Audio By Carbonatix
Congo's Ebola outbreak has the largest number of confirmed cases within the first month of any episode of the disease, a senior World Health Organisation (WHO) official told a briefing on Tuesday, blaming the surge on its quick spread to urban areas.
The Bundibugyo outbreak in the Democratic Republic of Congo that has infected over 1,000 people and killed 267 was detected late, and experts say the virus had already been circulating for months before it was officially declared on May 15.
WHO's Abdirahman Mahamud told a press briefing in Geneva that part of the reason for the scale of the outbreak was that some early confirmed cases were in urban centres, like Bunia and the mining town of Mongbwalu. Many past outbreaks have first been identified in rural areas and often petered out quickly.

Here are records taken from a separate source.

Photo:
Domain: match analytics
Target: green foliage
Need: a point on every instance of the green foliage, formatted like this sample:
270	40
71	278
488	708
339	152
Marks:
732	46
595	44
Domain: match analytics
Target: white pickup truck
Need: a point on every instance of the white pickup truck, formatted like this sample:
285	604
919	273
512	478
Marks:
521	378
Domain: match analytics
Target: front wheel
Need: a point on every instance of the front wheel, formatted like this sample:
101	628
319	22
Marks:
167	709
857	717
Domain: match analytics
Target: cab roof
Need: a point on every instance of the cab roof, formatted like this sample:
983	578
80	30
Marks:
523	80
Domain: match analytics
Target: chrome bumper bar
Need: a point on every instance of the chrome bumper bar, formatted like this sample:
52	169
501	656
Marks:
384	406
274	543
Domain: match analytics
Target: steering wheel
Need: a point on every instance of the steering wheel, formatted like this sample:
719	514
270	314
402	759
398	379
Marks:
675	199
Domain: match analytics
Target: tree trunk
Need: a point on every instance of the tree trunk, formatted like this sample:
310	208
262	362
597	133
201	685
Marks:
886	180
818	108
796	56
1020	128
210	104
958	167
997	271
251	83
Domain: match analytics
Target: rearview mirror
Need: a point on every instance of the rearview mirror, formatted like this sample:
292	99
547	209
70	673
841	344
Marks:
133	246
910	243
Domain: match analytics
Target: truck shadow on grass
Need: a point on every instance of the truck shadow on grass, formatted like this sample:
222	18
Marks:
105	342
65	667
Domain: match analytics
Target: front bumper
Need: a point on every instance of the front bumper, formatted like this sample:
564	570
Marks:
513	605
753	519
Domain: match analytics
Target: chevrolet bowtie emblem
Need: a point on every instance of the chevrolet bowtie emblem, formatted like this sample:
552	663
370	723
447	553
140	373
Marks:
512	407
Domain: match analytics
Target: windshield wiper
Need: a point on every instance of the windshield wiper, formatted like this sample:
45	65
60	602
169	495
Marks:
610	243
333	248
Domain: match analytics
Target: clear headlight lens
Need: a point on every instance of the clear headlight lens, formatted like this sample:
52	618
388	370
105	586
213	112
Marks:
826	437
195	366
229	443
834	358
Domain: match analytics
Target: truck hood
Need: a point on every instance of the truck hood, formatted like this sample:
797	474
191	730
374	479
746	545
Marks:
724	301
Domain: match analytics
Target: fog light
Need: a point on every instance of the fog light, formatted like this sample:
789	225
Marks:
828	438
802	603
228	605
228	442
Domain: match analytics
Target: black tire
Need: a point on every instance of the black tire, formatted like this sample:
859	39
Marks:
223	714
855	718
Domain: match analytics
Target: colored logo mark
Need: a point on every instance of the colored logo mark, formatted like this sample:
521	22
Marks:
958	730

"What is important is we need to scale up, and this outbreak is moving faster than us," he told reporters after returning from Bunia last week.
He noted signs of hope, highlighting a quick increase in the number of Ebola beds to over 500 in the past fortnight and signs that community resistance and violent resistance to Ebola responders was beginning to abate.
“More and more communities are aware of the risk of Ebola and are asking for tools to support and protect themselves," he said.
MORE VICTIMS IN OVERCROWDED CAMPS
The two largest previous Ebola outbreaks were one in West Africa, in Guinea, Sierra Leone and Liberia, which killed 11,000 people between 2014 and 2016, and a less fatal outbreak in Congo in 2018.
Ebola cases have now been reported in at least three of eastern Congo's crowded displacement camps.
The International Organisation for Migration's Abdoulaye Wone said at the same briefing that at least 25 cases had been confirmed at the camps, including 14 deaths.
"Even in a normal situation before the outbreak, they were facing overcrowding," he said, adding that many leave the camps by day for work or to seek food.
Justin Zanamuzi, director of Catholic aid organisation Caritas, which is helping at the Kigonze camp, told Reuters that four children there had died since Monday, although test results were not yet available.
There have been over 20 outbreaks in sub-Saharan Africa, according to the U.S. Centres for Disease Control and Prevention (CDC).